Ce sont les seuls capables d’entrer en communion.
En compassion aussi.
Ils pressentent la beauté.
Et cette beauté elle se trouve en Jésus-Christ et dans son Église.
Heureux les pauvres, mais pas les pauvres d’un jour :
Les pauvres devenus pauvres par fidélité
Et qui acceptent la pauvreté par amour.
Car l’amour rend pauvre.
C’est en cela que l’amour purifie.
L’amour nous dépouille de nous-même pour recevoir l’excès de lumière.

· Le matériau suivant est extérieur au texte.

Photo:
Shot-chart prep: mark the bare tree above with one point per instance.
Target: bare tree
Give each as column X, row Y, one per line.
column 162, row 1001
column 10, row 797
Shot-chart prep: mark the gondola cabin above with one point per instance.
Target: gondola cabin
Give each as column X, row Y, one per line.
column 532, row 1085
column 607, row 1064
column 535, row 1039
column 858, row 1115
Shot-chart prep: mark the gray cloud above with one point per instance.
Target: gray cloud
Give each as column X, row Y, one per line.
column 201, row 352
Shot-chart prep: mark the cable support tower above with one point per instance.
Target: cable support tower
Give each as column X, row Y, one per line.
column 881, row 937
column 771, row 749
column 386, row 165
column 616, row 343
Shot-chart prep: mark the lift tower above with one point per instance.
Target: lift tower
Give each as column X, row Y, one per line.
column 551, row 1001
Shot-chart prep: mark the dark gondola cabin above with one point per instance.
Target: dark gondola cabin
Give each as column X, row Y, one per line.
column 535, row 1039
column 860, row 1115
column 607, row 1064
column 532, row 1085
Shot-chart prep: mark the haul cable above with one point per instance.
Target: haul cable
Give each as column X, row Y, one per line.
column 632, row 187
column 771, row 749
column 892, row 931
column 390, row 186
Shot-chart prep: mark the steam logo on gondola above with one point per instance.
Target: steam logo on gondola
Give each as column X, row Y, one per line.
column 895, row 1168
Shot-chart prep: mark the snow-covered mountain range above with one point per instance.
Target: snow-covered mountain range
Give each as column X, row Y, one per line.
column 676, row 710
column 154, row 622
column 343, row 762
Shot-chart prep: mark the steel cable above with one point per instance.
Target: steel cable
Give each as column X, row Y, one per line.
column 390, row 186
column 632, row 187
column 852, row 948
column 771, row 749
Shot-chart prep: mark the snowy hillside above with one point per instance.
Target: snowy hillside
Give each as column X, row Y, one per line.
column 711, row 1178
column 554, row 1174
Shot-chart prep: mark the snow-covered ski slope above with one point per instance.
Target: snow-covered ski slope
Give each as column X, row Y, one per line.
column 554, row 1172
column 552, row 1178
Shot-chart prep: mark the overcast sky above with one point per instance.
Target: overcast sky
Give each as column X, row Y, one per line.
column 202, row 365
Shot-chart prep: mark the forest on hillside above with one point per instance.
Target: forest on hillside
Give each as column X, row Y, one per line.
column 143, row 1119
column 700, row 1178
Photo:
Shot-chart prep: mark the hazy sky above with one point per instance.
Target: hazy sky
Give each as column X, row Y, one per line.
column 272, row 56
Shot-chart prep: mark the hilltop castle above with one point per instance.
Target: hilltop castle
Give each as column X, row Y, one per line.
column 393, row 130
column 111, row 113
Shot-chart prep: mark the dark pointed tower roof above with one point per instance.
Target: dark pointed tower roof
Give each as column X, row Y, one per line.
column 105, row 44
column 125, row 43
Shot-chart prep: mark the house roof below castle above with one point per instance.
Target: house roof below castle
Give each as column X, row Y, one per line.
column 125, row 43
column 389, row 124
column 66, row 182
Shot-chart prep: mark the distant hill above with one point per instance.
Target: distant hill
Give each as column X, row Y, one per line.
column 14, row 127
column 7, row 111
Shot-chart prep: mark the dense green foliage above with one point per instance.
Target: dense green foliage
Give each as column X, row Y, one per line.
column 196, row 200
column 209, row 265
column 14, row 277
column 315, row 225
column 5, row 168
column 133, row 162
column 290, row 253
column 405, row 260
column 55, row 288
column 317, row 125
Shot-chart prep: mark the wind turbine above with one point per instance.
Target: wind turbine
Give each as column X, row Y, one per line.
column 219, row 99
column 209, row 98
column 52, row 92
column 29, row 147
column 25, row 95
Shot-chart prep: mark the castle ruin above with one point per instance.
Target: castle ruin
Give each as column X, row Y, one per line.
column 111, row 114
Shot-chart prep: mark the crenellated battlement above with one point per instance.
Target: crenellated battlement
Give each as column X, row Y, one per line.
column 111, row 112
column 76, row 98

Quand on se sait aimé, on n’hésite pas de trembler pour accéder à la pureté trop grande de Dieu.
C’est exactement ça le chemin chrétien.
Ça demande un courage bien plus grand que celui des grands chefs de guerre. Le courage d’avoir peur devant Celui qui est infinie bonté.
Mais qui nous demande un chemin de dépouillement. C’est-à dire tout humble.
» qui sont-ils ces gens vêtus de robes blanches ? »
» ce sont ceux qui ont été lavés par le sang de l’Agneau »
Et oui, notre religion encore est ‘trop’. Toujours trop…
Elle nous invite à la joie au-delà du sacrifice.
Et maintenant, l’unique sang qui coule, c’est le sang de l’amour de Jésus-Christ.
Le sang de celui qui s’est livré, pour vous, frères et sœurs, pour moi.
Dans ses martyrs, l’Église saigne du sang de Jésus-Christ qui nous aime.
Léa, je suis heureux du chemin de vérité que tu entreprends.
C’est une joie pour toute notre communauté.
Parce qu’à chaque fois que quelqu’un se tourne vers Jésus, un rayon de lumière entre dans notre église.
Ta mission, celle que te demande Jésus, c’est de ne jamais arrêter cette marche. Quels que soient les doutes, les obstacles, les épreuves, les lenteurs. Et ton cœur se réjouira de la grâce que Dieu te donne déjà.
Invisible, mais chemin de sainteté.
Je pourrais dire pareil pour vous, Céline…
Mais j’ajouterai : à chaque fois que vous communierez au Corps du Christ, vous porterez le monde et vous comblerez votre cœur.
On ne vous comprendra pas, mais c’est normal.
Jésus vous donnera avec douceur, une force cachée, capable de créer et de détruire des mondes.
En final, que nous disent les saints et les saintes ? :
Que la Vérité puisée au Corps du Christ, insaisissable par le monde, vaincra. Que la pureté qu’ils ont accueillie par la communion au Corps du Christ purifie et rend belle l’Eglise.
Et qu’il n’y a pas plus fort que l’amour – très pauvre pourtant – l’amour reçu, dans l’union à Dieu, par la communion.